User:JordanCrouse/USBBug

From OLPC
Jump to: navigation, search

This page details information about the USB suspend/resume bug:

Summary

When we start communicating on ep2 after resume (that is, after the host controller has been shutdown and reinitialized), we get the XtransactionError bit set in the status field of the corresponding qTD structure. Host fails to transmit any more packets on ep2 after this point. Note that communication to the device via ep0 is normal and the configuration phase of USB works normally, which seems to indicate that the datapath is OK. All transactions are EHCI.

The error is detected by the kernel via the status field for the current qTD token structure for the failed command, and it is (from the EHCI spec):


Page 54 of EHCI spec 1.0

Table 3-16. qTD Token (DWord 2) (cont.)

bit 7:0 Status Field Description

3 Transaction Error (XactErr). Set to a one by the Host Controller during status update in the case where the host did not receive a valid response from the device (Timeout, CRC, Bad PID, etc.). Refer to Section 4.15.1.1 for summary of the conditions that affect this bit. If the host controller sets this bit to a one, then it remains a one for the duration of the transfer.

Reproduce

You need two machines: one OLPC and another host.

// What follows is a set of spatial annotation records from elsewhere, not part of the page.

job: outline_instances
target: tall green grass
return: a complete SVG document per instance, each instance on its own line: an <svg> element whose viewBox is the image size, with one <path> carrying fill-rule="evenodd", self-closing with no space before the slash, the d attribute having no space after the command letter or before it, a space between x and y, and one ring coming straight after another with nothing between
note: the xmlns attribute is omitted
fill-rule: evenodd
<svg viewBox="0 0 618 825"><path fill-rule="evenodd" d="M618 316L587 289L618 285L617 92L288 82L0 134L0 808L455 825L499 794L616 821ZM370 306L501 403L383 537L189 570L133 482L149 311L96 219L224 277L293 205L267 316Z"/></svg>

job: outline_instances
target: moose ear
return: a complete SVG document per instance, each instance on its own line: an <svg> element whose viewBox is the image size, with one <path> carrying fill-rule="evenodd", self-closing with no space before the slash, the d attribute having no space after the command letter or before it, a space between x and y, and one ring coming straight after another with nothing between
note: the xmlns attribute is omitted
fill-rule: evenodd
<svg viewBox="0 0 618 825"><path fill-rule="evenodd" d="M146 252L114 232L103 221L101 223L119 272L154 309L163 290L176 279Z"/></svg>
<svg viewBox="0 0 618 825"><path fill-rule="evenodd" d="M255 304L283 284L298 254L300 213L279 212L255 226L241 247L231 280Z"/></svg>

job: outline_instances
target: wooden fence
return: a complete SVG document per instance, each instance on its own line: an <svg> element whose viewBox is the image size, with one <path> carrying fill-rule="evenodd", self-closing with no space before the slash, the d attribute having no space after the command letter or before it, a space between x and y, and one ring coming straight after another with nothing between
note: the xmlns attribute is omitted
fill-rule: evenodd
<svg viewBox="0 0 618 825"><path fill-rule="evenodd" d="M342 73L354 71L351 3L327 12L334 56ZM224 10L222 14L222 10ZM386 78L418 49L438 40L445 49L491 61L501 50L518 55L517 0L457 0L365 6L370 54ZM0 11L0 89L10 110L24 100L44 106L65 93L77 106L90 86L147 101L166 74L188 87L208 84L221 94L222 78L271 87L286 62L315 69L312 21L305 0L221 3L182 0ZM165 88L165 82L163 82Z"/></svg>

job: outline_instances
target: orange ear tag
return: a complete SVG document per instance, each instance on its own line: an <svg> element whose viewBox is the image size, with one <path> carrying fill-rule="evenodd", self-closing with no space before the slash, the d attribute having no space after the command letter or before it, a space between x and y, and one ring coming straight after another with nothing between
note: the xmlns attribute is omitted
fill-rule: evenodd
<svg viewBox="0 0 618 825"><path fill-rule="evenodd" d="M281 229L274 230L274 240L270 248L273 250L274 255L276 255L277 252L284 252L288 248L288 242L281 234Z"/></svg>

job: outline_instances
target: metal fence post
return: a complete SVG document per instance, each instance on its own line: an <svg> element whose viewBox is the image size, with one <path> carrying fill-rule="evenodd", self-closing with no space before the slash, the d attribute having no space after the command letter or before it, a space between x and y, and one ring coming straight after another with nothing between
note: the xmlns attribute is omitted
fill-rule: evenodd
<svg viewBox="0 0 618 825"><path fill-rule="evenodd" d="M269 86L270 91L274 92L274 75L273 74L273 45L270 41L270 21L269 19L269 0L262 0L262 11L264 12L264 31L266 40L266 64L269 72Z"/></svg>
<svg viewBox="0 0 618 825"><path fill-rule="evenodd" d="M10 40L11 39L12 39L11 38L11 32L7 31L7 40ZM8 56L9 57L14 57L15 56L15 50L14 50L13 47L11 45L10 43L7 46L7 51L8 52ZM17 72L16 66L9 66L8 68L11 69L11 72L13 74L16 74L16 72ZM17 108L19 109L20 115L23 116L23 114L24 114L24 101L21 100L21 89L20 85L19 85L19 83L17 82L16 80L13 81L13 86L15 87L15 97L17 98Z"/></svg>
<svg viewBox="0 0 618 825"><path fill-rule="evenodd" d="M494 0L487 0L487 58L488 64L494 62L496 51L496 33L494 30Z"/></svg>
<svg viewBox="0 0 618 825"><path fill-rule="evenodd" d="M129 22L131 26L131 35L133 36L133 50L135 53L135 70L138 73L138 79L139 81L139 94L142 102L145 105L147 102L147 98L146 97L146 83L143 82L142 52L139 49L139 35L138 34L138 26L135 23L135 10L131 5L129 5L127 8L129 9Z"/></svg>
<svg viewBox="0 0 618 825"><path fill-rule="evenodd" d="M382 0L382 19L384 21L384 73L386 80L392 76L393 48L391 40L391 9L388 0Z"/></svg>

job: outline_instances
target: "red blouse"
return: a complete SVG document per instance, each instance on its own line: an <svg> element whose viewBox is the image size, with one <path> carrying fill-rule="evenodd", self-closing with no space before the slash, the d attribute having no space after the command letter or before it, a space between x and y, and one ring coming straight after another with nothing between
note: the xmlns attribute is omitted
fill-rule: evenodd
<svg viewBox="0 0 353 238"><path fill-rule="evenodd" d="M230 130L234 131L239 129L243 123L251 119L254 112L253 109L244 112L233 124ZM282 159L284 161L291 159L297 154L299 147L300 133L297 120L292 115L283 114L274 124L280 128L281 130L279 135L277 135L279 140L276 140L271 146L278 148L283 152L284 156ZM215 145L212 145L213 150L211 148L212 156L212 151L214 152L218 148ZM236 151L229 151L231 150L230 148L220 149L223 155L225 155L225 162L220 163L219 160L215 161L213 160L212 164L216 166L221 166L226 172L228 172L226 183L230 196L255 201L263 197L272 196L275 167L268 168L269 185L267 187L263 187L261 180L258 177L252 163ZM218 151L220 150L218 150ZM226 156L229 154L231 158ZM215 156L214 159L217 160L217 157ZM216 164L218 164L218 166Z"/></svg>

  • associate both to a wireless AP
  • on the host do:ping -f xo-laptop
  • on the XO laptop do: echo mem > /sys/power/state

Note that the ping has to start before the suspend attempt - if the flood starts after system has suspended (after olpc_do_sleep is printed on the console), the issue doesn't occur.

Trac Bugs

http://dev.laptop.org/ticket/1752

http://dev.laptop.org/ticket/2621

Tools

Analyzers used:

  • LeCroy
  • Ellisys

Software

  • OS: Build 544
  • Firmware: build q2c22

Observations

Note: The old traces were incorrect. Please don't use them

Assumptions

  • The error condition happens on the way down, not on the way up (possibly proven by flood pings not causing the error condition after the machine has suspended)

Questions

  • It would be good to know if we can have a more detailed look at what XtransactionError means on the EHCI controller in the Geode. Exactly what conditions (in a more detailed way that is described in the EHCI spec) can cause it? The spec says the XTransactionError means "CRC error" - but they don't see it on the analyzer.
  • given a XTransactionError on the bus what is the proper way(s) of recovering from that as quickly as possible? We cannot afford to reset the wireless device and reload its firmware.

Related??

  • When CERR is cleared in the kernel structure, we have infinite retries
  • After a fake suspend (echo test > /sys/power/olpc-pm) communication with wireless is lost (unknown why?)